Sergio Calizza, 32 anni, è assessore alle politiche giovanili nel comune di Magliano de’ Marsi. Sin dalla più tenera età ha sempre voluto impegnarsi nel sociale: per molti anni educatore nell’Azione Cattolica Ragazzi, organista dall’età di 9 anni, attualmente direttore e primo organista della Schola cantorum presso il Convento di San Domenico, per molti anni è stato anche educatore dell’Azione cattolica. E’ laureando in Medicina e Chirurgia e segue con particolare interesse le problematiche giovanili, soprattutto sul fronte della prevenzione al disagio.

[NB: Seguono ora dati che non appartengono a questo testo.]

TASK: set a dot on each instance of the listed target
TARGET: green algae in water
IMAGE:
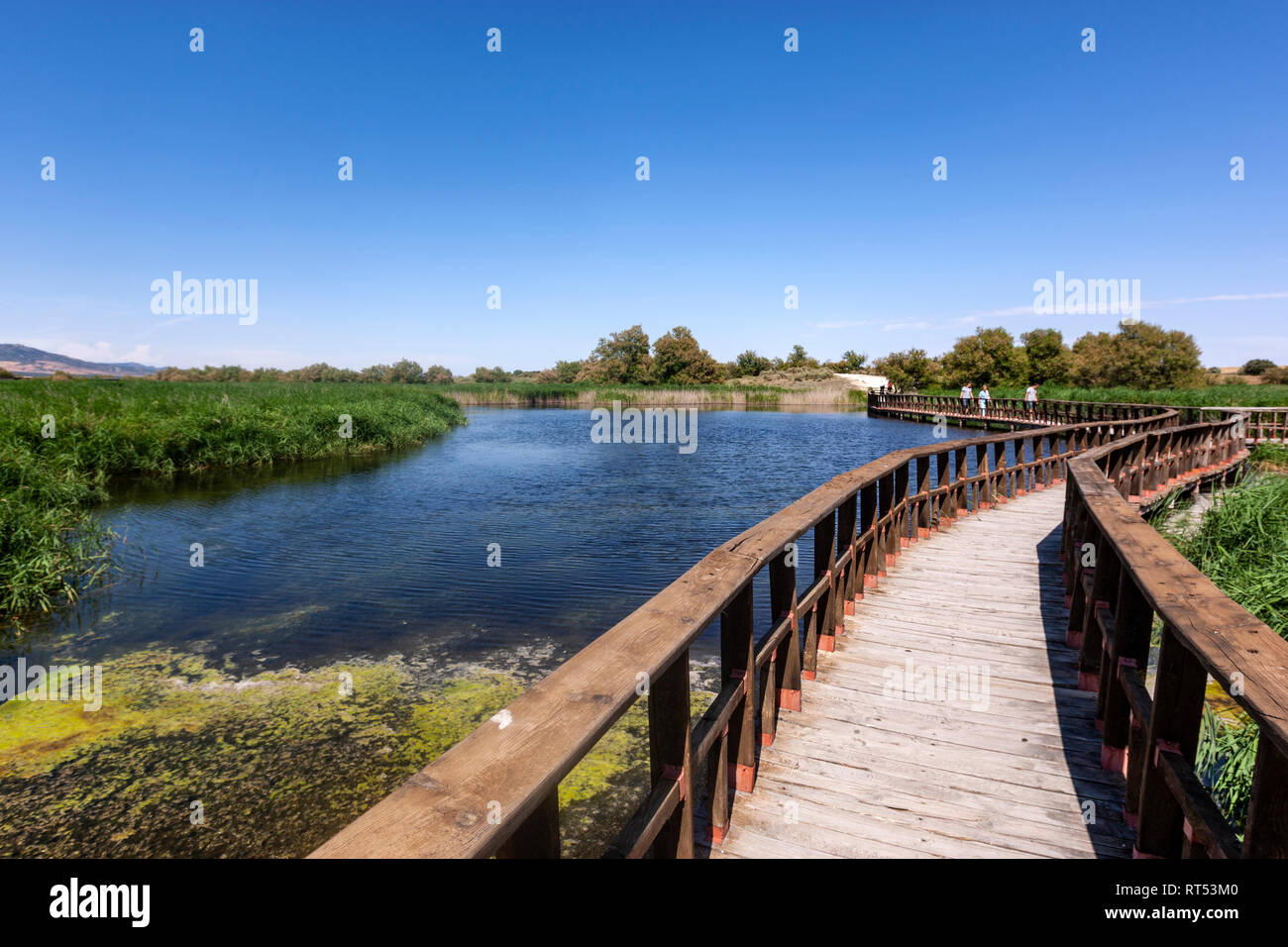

Cosa l’ha spinta ad affrontare e, diciamo così, specializzarsi nelle problematiche dello sviluppo e dell’integrazione giovanile nell’ambito della pubblica amministrazione?
Dare concrete soluzioni politiche a concreti problemi sociali. La necessità, cioè, di innovare profondamente il welfare della realtà locale in cui vivo ma soprattutto colmare l’assoluta assenza di politiche giovanili nel vero senso del termine. C’è una totale ignoranza del mondo giovanile che oggi vive di esteriorità: c’è un bisogno di apparire, di essere visti. Bisogna comprendere le ragioni dei comportamenti, anziché limitarsi alla semplice osservazione degli stessi.

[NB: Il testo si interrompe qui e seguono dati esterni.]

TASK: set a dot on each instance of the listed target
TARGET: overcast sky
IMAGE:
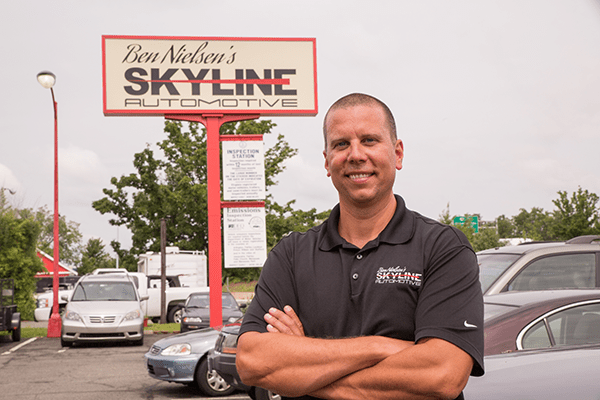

In una locuzione: questione generazionale. Ma è vero che i giovani in politica sono un valore aggiunto oppure la loro inesperienza è una zavorra?
E’ necessaria una generazione di terzo millennio per risolvere i problemi del terzo millennio. La politica di oggi ha perso il suo fascino perché non indica la strada, non parla al futuro del Paese ed in particolare al cuore delle giovani generazioni. Il travolgente successo di Barack Obama ci insegna che è necessario non perdere mai la capacità di credere in ciò che ancora non si vede, non perdere mai la capacità di accendere la speranza di scaldare i cuore, di far sognare. Ideali e visione uniti a concretezza e pragmatismo. Da qui può venire la linfa di vita nuova capace di aiutare il nostro Paese a superare la crisi morale e sociale in cui è caduto.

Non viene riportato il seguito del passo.